In women’s tennis, no shot faces as much scrutiny as the serve.
On one hand, Serena Williams demonstrates the peak of the WTA’s serving potential. That stroke alone played a major role in cementing her status as one of the greatest of all time. On the other hand, a player like Sara Errani is often crucified by critics for her point-starter delivery – off of which she rarely finds any cheap points.
Between those two extremes falls everyone else. Left of center is Simona Halep, whose serve fluctuates between mediocrity and excellence, making it a compelling subject for this week’s installation of #SaturdayNightShots.
At this year’s Premier Mandatory in Madrid, Halep claimed that the serve was her favorite shot. The revelation was the source of much amusement for a tennis community confused that a player with such graceful groundstrokes would favor a shot considered to be average at best. And yet she quickly backed up her talk, hitting more aces in her runner-up showing than anyone else that week.
Leave it to Serve-Master Serena to know before anyone else just how dangerous Halep’s delivery could be. “I just thought that she serves well to be her height. She has so much power on her serve. That’s actually really awesome,” she said after dropping a set to Halep at Wimbledon in 2011. The top seed at this week’s WTA Finals would likely testify to that again after suffering her worst loss in over a decade to the Romanian on Wednesday.
The most effective thing about the French Open finalist’s serve is its element of surprise. At a diminutive 5’6”, she lacks the height that most players use to enhance their serves. This very fact of nature does tend to take its toll on the Romanian’s first serve percentage. But at its technical best, Halep’s serve is anchored – as are all of her shots – by near-perfect technique.
The ball toss does not take Ivanovician strides to the right; it is a compact toss at a perfect measure of her zenith. The service motion is as technically sound as the best, though her lesser height and strength reduces the shot’s power potential. Her technical prowess does allow her to place it accurately which, coupled with occasional injections of pace, makes it difficult to deal with across the net.
This consistent balance between being predictably ordinary and startlingly potent means that, for every one or two fluffy body serves, there’s an excellent slider out wide or high-paced shot up the middle waiting to strike. The moment a player thinks they can step in on Halep’s serve, she can up the ante and hit an exceptional service winner.
As customary, the following is a list of hits and misses for Halep’s serve:
| HITS |
–Placement. The sound technique of Halep’s serve puts her exceptional control of where she puts it. She tends to hit the corners of the service box perfectly; when it’s not an ace, it elicits a weak return off of which she can dictate the proceeding point.
–Pace. She may lack the muscle of a Stosur or Serena, but make no mistake in diminishing Halep’s strength. She can inject pace – however infrequently – into the serve which, coupled with placement, can cause opponents into a guessing game on return.
–Spin. Slice, kick, and flat serves are all in Halep’s arsenal. While players don’t back up to return her serve, they can’t step in either due to its unpredictability.
| MISSES |
-When it’s good, it’s good, but when it’s average it’s, well, average. It may indeed be her favorite shot, but it’s not at the same level as her groundstrokes. When she is low on confidence, she doesn’t do much with it.

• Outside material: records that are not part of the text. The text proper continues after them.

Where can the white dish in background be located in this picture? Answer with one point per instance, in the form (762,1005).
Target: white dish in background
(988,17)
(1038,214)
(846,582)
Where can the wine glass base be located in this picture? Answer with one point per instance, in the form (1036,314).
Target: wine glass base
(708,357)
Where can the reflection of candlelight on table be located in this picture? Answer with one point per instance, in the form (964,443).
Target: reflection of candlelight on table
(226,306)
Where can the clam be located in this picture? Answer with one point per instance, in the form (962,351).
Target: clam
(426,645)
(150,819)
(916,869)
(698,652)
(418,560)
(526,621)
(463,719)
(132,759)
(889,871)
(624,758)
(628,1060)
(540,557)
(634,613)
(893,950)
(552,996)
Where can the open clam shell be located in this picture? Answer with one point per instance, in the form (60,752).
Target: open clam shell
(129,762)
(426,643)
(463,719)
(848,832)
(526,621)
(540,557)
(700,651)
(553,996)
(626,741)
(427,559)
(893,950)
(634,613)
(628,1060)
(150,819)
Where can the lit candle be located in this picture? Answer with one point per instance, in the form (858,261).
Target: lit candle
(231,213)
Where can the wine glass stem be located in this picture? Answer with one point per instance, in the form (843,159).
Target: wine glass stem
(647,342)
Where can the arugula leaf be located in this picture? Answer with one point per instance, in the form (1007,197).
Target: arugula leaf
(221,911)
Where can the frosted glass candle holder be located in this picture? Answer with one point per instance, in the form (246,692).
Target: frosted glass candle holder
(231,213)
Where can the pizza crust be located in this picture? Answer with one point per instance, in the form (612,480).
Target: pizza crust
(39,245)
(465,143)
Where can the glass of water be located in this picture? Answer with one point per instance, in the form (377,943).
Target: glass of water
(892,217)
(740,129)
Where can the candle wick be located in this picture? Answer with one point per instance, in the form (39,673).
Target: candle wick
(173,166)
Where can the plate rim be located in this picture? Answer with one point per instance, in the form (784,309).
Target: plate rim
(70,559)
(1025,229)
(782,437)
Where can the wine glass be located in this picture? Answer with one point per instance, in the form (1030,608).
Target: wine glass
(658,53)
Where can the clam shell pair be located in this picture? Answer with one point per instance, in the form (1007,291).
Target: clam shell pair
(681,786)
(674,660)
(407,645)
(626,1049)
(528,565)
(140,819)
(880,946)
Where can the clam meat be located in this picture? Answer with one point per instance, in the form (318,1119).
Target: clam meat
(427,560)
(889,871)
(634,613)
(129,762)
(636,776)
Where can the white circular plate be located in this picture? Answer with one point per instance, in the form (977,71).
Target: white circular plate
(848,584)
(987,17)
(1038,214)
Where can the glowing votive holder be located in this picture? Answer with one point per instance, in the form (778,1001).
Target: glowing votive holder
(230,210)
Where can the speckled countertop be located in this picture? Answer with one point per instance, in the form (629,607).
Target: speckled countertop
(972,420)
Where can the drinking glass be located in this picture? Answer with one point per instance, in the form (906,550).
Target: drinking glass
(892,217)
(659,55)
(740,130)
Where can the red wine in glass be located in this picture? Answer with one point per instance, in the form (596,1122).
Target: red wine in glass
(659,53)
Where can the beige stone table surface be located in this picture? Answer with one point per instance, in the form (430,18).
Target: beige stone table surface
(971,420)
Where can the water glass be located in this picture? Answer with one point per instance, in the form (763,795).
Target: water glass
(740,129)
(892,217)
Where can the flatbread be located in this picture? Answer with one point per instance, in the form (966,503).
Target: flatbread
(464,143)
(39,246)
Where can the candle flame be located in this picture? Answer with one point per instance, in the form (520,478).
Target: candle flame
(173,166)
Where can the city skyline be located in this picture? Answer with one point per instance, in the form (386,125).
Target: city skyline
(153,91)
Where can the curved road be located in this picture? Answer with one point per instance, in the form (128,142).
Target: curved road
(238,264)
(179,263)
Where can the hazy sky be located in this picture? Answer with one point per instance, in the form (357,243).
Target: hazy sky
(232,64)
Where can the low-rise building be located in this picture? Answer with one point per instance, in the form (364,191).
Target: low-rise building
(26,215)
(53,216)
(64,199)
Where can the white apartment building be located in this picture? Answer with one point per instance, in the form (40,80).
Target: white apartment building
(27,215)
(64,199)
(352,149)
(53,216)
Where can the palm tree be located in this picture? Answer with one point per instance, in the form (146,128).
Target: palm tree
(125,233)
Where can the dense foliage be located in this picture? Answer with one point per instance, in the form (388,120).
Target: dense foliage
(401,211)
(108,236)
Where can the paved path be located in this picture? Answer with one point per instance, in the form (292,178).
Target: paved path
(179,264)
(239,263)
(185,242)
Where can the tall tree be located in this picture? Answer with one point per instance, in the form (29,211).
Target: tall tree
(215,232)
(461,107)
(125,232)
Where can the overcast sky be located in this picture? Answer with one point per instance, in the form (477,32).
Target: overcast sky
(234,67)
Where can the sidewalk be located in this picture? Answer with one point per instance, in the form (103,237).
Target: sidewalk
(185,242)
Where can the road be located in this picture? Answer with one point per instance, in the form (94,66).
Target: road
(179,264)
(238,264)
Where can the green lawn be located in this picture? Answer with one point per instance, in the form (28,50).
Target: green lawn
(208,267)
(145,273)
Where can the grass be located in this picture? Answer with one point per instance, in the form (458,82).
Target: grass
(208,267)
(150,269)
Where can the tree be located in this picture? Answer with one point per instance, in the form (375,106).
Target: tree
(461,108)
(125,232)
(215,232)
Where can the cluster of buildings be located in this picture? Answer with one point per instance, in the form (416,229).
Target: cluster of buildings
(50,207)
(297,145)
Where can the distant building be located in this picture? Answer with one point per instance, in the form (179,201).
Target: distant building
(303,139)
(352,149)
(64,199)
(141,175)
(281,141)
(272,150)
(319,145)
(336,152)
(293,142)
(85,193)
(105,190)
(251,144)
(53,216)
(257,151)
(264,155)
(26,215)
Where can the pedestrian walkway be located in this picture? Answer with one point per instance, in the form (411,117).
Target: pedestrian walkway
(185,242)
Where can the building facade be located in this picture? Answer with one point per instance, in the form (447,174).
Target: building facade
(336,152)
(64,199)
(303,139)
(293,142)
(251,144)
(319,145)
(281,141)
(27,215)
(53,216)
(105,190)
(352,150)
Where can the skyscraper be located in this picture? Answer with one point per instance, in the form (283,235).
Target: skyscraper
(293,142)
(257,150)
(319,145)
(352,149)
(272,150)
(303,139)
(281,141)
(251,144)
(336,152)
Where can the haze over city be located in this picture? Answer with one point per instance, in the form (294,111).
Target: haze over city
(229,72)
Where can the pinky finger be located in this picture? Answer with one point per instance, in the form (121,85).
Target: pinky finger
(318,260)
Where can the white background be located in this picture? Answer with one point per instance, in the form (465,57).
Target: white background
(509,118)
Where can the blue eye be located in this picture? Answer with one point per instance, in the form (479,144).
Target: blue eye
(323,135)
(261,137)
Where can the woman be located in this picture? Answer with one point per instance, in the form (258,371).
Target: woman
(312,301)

-The second serve isn’t great, and is arguably the most incomplete part of Halep’s otherwise well-rounded game. There tends to be less work on the second serve, making it more attackable – although when confident, she can still place it well.
-A low first-serve percentage, therefore, has too often proven the Romanian’s undoing. Her shorter height makes it harder to get the shot over the net, as the contact point is much lower.
Halep’s delivery serves as a microcosm for Halep herself. Unassuming, neat, and technically sound, it backs up her increasingly more explosive ground game, and it took her through two of the most emphatic wins of her season in Singapore.